You Know It’s Summer In Saudi When..

You know summer has arrived in Saudi Arabia when..

-the second you step outside you feel as if you’ve walked into a convection oven.

-you at the same time dread and wish for a gush of wind or even a breeze

-that gush of wind feels like someone is blasting the hairdryer on your face on full heat

-you take the sheets out to dry in the sun and after five minutes they have dried into something resembling crispy potato chips

-the kiddy pool you have outside has reached scalding temperatures

-a minimum of 10 giant bags of ice needs to be dumped into the kiddy pool in order to make it safe to touch the water

-you discover swimming goggles and inflatables melt into plastic lumps if forgotten in the sun.

-when all the trees and bushes in the desert have become brown and the camels have stopped eating them due to burnt taste

-camel hair turns black from burning in the sun

-you can cook eggs on the car hood

-the car door handle is so hot you need to open it with the sleeve of your abaya

-you are thankful for the abaya that protects from second degree burns when you enter the car now turned sauna and sit on the leather benches

-you leave the house in your bikinis, under the abaya

-all movement in the city stops from noon to 4 p.m

-most Saudis hide indoors until 8 pm.

-the bag of ice you placed on your head has melted after 5 minutes.

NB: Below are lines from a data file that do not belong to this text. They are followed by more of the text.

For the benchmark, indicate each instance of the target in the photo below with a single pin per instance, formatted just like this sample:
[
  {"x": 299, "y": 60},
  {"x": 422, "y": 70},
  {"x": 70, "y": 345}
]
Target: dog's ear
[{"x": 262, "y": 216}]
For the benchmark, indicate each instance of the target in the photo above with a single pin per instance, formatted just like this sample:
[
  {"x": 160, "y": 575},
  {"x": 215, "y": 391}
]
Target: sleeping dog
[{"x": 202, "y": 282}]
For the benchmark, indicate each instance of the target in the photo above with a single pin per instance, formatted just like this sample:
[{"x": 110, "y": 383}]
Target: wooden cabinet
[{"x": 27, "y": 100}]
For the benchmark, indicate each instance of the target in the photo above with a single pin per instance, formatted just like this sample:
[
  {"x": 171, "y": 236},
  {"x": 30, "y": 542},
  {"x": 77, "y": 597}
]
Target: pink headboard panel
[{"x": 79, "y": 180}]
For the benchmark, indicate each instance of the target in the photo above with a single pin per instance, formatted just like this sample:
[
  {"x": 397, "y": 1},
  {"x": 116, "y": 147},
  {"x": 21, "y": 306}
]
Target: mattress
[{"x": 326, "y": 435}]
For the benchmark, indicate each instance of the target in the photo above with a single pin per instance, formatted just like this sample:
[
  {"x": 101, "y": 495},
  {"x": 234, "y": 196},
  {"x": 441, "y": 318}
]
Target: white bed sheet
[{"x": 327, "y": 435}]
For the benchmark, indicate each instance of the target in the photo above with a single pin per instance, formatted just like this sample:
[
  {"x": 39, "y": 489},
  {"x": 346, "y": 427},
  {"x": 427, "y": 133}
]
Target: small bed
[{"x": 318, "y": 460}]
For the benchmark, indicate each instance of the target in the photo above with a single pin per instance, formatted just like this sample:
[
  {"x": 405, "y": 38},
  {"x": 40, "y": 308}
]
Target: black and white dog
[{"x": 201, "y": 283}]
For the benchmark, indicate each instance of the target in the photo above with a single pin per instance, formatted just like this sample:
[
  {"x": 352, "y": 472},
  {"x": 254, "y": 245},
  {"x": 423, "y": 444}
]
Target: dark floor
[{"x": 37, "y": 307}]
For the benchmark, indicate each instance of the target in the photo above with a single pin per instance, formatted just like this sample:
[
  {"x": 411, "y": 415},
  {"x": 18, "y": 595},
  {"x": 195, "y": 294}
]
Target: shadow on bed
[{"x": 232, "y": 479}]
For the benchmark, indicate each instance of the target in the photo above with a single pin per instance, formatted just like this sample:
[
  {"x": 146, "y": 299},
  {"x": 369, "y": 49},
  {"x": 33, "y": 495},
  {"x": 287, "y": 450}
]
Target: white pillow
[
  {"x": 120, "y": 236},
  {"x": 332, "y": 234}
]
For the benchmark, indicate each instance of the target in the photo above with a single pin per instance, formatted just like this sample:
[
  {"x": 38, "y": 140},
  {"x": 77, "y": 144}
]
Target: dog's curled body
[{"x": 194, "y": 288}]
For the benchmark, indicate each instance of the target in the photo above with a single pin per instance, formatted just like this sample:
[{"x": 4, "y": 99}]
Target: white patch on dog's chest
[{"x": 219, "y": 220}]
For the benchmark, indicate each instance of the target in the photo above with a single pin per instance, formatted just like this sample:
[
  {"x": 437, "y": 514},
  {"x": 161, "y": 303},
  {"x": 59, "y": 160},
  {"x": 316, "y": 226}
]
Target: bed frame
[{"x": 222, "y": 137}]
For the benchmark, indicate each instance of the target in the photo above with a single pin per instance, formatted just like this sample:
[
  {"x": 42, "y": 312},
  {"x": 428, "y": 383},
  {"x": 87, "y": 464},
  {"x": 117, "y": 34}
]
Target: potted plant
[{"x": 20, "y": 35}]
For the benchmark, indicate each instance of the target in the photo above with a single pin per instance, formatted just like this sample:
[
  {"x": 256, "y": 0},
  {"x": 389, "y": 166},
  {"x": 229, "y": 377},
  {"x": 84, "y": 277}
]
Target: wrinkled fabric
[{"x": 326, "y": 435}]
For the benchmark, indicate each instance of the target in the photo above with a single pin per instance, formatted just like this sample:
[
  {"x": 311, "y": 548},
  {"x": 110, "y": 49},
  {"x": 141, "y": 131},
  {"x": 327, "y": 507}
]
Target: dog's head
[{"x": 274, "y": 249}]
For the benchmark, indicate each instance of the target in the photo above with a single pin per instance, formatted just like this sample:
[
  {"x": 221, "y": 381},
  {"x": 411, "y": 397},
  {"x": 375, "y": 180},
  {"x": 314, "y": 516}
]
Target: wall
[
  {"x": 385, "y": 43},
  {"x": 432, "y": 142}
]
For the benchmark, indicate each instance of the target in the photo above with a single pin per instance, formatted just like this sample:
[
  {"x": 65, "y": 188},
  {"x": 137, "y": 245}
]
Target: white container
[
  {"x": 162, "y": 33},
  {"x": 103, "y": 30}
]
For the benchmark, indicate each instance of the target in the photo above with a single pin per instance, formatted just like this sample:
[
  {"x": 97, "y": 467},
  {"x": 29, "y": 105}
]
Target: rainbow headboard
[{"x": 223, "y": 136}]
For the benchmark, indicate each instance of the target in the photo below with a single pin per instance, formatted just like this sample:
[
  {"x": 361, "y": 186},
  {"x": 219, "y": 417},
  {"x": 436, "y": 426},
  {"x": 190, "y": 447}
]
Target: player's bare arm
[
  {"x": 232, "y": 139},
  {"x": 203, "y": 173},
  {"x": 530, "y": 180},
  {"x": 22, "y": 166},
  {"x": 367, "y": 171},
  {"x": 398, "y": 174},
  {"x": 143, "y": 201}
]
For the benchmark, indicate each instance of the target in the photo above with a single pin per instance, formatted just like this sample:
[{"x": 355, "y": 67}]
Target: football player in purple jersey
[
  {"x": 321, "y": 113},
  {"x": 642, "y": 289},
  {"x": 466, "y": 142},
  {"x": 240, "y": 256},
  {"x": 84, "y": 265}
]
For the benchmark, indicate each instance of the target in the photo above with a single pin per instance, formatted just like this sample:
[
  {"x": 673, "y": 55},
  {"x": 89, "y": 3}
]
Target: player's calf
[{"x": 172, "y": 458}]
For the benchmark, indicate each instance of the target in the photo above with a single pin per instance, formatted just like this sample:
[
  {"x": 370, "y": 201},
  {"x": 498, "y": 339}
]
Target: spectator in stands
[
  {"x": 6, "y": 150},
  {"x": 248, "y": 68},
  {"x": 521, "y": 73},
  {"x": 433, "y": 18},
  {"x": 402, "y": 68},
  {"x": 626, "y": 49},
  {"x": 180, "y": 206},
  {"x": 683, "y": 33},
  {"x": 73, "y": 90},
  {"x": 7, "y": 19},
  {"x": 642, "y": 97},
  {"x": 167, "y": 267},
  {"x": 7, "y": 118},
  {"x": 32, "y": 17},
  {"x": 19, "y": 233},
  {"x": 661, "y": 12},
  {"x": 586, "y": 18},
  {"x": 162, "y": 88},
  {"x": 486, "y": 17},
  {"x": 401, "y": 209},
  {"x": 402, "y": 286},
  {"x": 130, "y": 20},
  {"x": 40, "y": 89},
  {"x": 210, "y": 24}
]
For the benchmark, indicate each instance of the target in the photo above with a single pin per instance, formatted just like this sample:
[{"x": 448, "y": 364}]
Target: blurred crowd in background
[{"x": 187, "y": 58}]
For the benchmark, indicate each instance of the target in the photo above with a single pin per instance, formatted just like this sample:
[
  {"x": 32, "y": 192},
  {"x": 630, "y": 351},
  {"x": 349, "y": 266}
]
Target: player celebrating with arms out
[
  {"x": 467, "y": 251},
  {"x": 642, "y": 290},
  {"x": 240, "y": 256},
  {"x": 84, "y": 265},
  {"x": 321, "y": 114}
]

-the Saudis finally think it’s warm enough to swim in the pool but you think it has turned into a hot tub

-when your sunglasses turn foggy the minute you step out

-your face looks like a cooked tomato after about 20 seconds spent outside

-the water coming from the water tank is almost boiling hot and you can say your goodbyes to cold showers

-to get luke warm water you must turn the hot water boiler off and use that for “cold” water

-in order to have a “cool” shower you must wake up at 4 am

-the outside temperature doesn’t drop below 40c even in the night


-that Bebsi cola you left in the sun for 10 minutes has started boiling

-that book you read outside has melted and all the pages dropped off

-your cats scream and run back inside in panic after touching the scorching hot ground.

-your dog refuses to walk outside in the daytime.

-you discover that outdoor candles can handle fire, but not the Saudi sun!

Check out these funny comparisons between the Finnish and Saudi weather extremes and how to survive them!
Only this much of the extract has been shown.